Critically going through the evidence of PWs 1 and 2, bearing in mind of the ratio of the above decisions, I find that in addition to assault by slapping, fisting and kicking, she was caught by the revision petitioner and her blouse was torn. There is nothing on record to come to a conclusion that by doing so, the revision petitioner had no intention to outrage the modesty of PW1. There can't be any evidence regarding the intention of the assailant. Intention of the assailant is to be inferred from the facts and circumstances of the case. Tearing of the blouse speaks volumes. According to the learned counsel, blouse was accidentally torn. To assume so, I have to read between lines. I don't think that it is appropriate to guess so because the trial court, which had occasion to watch the demeanour of PWs 1 and 2, was persuaded to conclude otherwise. The evidence on record would show that the cultivation of the revision petitioner was destroyed by the goats of PW1 and that the incident occurred when PW1 went to the property of the revision petitioner to fetch her goats. The above circumstance would show that the revision petitioner was provocated by the destruction of the vegetation. Probably, that may be the reason to assault PW1. But when she attempted to run away, the revision petitioner had no business to catch at her blouse and tear it. In the peculiar facts and circumstances of the case, I find no reason to diverge with the conclusions arrived by the courts below, which had meticulously analysed the evidence on record. It cannot be said that the revision petitioner had no intention to outrage the modesty of PW1. If the revision petitioner had no intention to outrage the modesty, when PW1 attempted to run away, she would have been allowed to go. This peculiar circumstance distinguishes the case from the reported cases. Therefore, the ratio of the decisions referred above has no application to the case on hand. I find that the conviction is based upon cogent evidence. No error, illegality or impropriety is committed by the courts below warranting interference in revision.
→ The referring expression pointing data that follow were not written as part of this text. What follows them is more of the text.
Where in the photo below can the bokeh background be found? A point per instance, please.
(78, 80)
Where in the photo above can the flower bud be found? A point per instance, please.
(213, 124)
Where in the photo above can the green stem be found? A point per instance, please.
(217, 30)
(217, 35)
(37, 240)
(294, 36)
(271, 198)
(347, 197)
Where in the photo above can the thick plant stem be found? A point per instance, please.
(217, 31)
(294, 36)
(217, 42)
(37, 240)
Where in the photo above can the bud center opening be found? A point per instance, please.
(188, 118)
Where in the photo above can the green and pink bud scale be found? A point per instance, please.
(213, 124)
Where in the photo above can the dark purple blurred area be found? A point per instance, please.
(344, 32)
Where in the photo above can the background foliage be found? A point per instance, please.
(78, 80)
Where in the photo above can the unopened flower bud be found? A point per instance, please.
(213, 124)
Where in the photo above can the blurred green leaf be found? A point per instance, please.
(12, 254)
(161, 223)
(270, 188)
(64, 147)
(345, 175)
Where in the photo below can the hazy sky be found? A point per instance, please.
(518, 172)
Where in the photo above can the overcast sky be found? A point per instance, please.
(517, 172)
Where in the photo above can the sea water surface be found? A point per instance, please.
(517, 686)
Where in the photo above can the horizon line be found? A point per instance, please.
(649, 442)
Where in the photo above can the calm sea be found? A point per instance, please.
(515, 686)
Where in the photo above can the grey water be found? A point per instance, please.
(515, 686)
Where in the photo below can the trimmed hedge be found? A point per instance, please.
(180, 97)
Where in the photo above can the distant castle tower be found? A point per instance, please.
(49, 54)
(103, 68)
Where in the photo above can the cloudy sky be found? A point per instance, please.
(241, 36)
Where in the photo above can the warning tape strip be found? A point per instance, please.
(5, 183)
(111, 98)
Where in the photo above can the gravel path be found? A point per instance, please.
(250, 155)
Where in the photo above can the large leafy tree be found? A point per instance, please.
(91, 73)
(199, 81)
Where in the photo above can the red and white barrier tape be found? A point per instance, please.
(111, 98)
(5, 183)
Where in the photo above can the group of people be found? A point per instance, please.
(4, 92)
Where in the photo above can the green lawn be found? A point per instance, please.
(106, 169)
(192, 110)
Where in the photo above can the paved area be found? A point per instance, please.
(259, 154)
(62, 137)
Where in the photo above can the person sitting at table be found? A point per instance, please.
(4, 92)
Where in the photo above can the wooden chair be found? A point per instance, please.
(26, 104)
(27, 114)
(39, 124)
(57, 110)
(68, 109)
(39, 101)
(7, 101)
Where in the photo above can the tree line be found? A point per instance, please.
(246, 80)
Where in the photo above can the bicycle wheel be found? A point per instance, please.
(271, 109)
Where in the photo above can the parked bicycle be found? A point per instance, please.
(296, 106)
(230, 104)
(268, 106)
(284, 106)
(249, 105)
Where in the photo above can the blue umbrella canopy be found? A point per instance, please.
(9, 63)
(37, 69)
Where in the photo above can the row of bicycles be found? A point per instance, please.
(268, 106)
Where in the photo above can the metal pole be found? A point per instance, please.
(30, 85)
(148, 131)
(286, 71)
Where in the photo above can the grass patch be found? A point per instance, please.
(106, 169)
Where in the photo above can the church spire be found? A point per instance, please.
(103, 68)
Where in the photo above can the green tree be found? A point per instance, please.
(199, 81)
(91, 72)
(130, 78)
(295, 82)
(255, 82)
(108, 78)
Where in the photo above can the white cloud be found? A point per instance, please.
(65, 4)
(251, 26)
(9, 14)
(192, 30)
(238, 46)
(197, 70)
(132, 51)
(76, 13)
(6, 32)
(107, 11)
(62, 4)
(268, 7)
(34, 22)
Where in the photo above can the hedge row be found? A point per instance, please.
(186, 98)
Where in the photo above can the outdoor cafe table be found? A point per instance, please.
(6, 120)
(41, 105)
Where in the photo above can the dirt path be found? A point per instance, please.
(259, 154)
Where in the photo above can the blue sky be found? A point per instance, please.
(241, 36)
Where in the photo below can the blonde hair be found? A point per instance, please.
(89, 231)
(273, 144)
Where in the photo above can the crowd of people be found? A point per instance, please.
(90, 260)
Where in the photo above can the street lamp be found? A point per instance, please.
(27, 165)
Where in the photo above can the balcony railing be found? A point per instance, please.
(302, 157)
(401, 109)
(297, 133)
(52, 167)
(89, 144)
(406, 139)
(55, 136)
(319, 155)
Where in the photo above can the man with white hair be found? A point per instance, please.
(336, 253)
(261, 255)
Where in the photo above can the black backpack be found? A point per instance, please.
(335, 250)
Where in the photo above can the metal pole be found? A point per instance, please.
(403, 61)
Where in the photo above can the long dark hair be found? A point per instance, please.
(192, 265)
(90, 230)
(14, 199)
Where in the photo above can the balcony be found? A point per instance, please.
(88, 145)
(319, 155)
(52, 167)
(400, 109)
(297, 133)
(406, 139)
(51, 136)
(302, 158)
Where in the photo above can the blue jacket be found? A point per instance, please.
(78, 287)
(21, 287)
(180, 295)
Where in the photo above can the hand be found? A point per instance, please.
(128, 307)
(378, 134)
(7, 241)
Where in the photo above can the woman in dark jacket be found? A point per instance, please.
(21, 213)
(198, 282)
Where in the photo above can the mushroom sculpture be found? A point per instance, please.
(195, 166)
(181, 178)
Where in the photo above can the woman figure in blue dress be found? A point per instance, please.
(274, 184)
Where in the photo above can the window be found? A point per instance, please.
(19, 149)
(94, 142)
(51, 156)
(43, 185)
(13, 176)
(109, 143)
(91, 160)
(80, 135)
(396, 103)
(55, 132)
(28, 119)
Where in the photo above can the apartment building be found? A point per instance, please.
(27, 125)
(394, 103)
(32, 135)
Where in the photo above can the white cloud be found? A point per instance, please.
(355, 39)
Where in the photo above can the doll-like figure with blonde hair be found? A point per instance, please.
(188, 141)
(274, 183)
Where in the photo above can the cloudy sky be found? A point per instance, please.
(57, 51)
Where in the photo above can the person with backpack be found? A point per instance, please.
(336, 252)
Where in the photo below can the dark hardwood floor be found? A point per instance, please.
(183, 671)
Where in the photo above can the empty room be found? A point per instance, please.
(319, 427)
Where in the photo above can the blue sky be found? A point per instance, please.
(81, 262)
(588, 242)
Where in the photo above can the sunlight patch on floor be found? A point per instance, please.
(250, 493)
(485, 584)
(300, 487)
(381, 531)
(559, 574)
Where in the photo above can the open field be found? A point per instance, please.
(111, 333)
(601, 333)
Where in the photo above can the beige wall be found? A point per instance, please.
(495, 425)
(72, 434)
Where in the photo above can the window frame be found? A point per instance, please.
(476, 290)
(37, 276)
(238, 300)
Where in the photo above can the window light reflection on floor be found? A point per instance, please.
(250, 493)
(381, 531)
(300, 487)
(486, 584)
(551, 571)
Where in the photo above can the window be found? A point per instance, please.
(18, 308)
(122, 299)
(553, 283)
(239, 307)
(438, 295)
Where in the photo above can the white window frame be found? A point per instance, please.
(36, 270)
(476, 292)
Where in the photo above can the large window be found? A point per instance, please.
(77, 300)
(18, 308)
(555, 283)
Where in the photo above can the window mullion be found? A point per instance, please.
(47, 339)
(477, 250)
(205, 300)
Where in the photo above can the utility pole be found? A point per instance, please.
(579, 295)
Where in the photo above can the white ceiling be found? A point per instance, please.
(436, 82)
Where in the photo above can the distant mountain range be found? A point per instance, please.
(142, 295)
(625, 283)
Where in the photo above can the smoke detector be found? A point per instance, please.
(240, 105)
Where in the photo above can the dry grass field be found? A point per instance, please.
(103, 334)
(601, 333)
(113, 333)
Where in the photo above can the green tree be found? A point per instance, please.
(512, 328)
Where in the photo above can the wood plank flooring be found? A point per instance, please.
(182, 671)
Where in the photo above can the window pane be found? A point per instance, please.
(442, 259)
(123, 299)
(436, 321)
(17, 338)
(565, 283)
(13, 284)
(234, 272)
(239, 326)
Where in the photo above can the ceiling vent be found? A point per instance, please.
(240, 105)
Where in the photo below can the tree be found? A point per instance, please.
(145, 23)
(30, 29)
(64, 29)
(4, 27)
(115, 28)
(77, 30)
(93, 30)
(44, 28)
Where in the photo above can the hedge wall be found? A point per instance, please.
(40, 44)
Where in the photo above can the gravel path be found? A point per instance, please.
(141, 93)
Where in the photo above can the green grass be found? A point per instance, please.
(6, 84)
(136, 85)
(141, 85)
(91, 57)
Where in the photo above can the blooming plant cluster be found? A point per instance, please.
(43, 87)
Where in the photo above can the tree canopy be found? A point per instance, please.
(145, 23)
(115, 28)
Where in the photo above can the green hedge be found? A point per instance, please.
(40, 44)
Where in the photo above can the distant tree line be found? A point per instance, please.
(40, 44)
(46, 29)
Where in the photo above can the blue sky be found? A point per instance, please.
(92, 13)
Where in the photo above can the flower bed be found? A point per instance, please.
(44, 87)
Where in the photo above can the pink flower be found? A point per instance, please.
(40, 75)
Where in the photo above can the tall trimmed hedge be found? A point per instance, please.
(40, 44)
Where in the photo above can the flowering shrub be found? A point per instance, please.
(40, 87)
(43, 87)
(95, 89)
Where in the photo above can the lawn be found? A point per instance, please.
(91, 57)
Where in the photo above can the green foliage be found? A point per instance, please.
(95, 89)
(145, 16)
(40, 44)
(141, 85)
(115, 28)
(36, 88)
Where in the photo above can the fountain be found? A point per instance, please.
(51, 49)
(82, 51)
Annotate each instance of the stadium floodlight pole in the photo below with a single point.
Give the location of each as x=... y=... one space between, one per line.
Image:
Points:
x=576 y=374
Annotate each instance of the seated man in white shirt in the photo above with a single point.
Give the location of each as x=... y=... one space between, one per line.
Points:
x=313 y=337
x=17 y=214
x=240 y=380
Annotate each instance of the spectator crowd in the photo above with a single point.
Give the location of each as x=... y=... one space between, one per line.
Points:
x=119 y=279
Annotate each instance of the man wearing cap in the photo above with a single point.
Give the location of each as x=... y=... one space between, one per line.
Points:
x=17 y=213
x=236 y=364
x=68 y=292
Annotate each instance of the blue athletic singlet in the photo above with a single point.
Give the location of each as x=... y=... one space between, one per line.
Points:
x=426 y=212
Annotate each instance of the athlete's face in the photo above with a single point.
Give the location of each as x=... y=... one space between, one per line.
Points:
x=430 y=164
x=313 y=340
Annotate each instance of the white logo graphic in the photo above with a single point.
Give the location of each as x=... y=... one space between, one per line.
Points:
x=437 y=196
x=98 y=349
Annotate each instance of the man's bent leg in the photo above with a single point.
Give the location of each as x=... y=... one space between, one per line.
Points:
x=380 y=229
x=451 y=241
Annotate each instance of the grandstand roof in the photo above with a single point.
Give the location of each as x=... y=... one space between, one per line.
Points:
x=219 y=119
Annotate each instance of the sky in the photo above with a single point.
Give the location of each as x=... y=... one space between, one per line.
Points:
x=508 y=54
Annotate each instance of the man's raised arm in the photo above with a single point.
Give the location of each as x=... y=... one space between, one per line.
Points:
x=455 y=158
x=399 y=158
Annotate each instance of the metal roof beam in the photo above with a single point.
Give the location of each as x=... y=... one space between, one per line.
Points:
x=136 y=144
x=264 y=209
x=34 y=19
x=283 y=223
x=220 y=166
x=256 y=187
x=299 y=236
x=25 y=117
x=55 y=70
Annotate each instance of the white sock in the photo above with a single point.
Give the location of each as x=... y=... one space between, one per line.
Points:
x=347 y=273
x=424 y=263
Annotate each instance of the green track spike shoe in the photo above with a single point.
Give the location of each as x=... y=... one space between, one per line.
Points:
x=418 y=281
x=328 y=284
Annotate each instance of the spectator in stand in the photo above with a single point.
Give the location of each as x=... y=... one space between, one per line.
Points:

7. As regards the sentence, admittedly the revision petitioner had no bad antecedent. It is also revealed that the revision petitioner and the victim are rural folks. There is provocation because of the destruction of the cultivation of the revision petitioner. In the above circumstance, I find that the sentence awarded by the trial court and confirmed in appeal is a little bit harsh and that the revision petitioner is entitled to leniency in sentence and that simple imprisonment for two weeks and a fine of Rs.5,000/- under Section 354 IPC and the fine as imposed by the trial court under Section 323 IPC would meet the ends of justice.
8. In the result, the Revision Petition is allowed in part. While confirming the conviction, the substantive sentence for offence under Section 354 IPC is reduced to simple imprisonment for two weeks and a fine of Rs.5,000/- (rupees five thousand only). In default of non-payment of fine, the revision petitioner shall undergo simple imprisonment for a further period of three months. The fine imposed by the courts below for offence under Section 323 IPC with the default sentence thereon and the order to pay compensation to the defacto complainant out of the fine amount are sustained. The revision petitioner is directed to surrender before the trial court which shall see the execution of sentence and report compliance.